Distributed computing is the art of building large systems that divide the work over many machines. Contrast this with traditional computing systems where a single computer runs software that provides a service, or client–server computing where many machines remotely access a centralized service. In distributed computing there are typically hundreds or thousands of machines working together to provide a large service.
Distributed computing is different from traditional computing in many ways. Most of these differences are due to the sheer size of the system itself. Hundreds or thousands of computers may be involved. Millions of users may be served. Billions and sometimes trillions of queries may be processed.
Speed is important. It is a competitive advantage for a service to be fast and responsive. Users consider a web site sluggish if replies do not come back in 200 ms or less. Network latency eats up most of that time, leaving little time for the service to compose the page itself.
In distributed systems, failure is normal. Hardware failures that are rare, when multiplied by thousands of machines, become common. Therefore failures are assumed, designs work around them, and software anticipates them. Failure is an expected part of the landscape.
Due to the sheer size of distributed systems, operations must be automated. It is inconceivable to manually do tasks that involve hundreds or thousands of machines. Automation becomes critical for preparation and deployment of software, regular operations, and handling failures.
1.1 Visibility at Scale
To manage a large distributed system, one must have visibility into the system. The ability to examine internal state—called introspection—is required to operate, debug, tune, and repair large systems.
In a traditional system, one could imagine an engineer who knows enough about the system to keep an eye on all the critical components or “just knows” what is wrong based on experience. In a large system, that level of visibility must be actively created by designing systems that draw out the information and make it visible. No person or team can manually keep tabs on all the parts.
Distributed systems, therefore, require components to generate copious logs that detail what happened in the system. These logs are then aggregated to a central location for collection, storage, and analysis. Systems may log information that is very high level, such as whenever a user makes a purchase, for each web query, or for every API call. Systems may log low-level information as well, such as the parameters of every function call in a critical piece of code.
Systems should export metrics. They should count interesting events, such as how many times a particular API was called, and make these counters accessible.
In many cases, special URLs can be used to view this internal state.

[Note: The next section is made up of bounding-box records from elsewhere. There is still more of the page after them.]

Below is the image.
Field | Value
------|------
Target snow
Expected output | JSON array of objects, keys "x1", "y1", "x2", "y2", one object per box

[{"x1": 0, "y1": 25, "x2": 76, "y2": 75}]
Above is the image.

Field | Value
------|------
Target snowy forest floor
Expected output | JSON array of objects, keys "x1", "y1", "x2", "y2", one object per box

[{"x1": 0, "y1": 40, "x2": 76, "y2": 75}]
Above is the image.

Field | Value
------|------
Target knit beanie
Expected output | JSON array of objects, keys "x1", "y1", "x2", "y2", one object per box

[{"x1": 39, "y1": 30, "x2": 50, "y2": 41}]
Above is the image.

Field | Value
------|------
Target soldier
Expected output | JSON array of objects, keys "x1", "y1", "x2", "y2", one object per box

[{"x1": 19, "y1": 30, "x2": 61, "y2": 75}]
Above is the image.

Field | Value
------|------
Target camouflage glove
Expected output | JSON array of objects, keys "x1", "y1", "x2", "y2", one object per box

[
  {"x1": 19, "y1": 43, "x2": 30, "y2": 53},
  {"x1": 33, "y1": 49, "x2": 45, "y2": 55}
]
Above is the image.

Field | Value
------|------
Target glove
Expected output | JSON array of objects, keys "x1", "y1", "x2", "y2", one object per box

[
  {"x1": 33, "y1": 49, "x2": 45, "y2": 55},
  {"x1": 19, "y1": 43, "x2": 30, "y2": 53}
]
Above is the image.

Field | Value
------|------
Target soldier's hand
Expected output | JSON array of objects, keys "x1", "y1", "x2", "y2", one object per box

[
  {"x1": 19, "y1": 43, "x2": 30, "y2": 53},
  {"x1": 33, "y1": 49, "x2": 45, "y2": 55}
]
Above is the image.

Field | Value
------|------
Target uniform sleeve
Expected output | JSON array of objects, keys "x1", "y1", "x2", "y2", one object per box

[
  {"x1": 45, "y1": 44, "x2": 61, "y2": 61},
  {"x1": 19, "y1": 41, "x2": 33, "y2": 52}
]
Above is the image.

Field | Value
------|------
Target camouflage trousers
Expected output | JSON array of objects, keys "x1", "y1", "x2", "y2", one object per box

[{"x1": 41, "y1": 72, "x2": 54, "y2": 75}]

For example, the Apache HTTP Web Server has a “server-status” page (http://www.example.com/server-status/).
In addition, components of distributed systems often appraise their own health and make this information visible. For example, a component may have a URL that outputs whether the system is ready (OK) to receive new requests. Receiving as output anything other than the byte “O” followed by the byte “K” (including no response at all) indicates that the system does not want to receive new requests. This information is used by load balancers to determine if the server is healthy and ready to receive traffic. The server sends negative replies when the server is starting up and is still initializing, and when it is shutting down and is no longer accepting new requests but is processing any requests that are still in flight.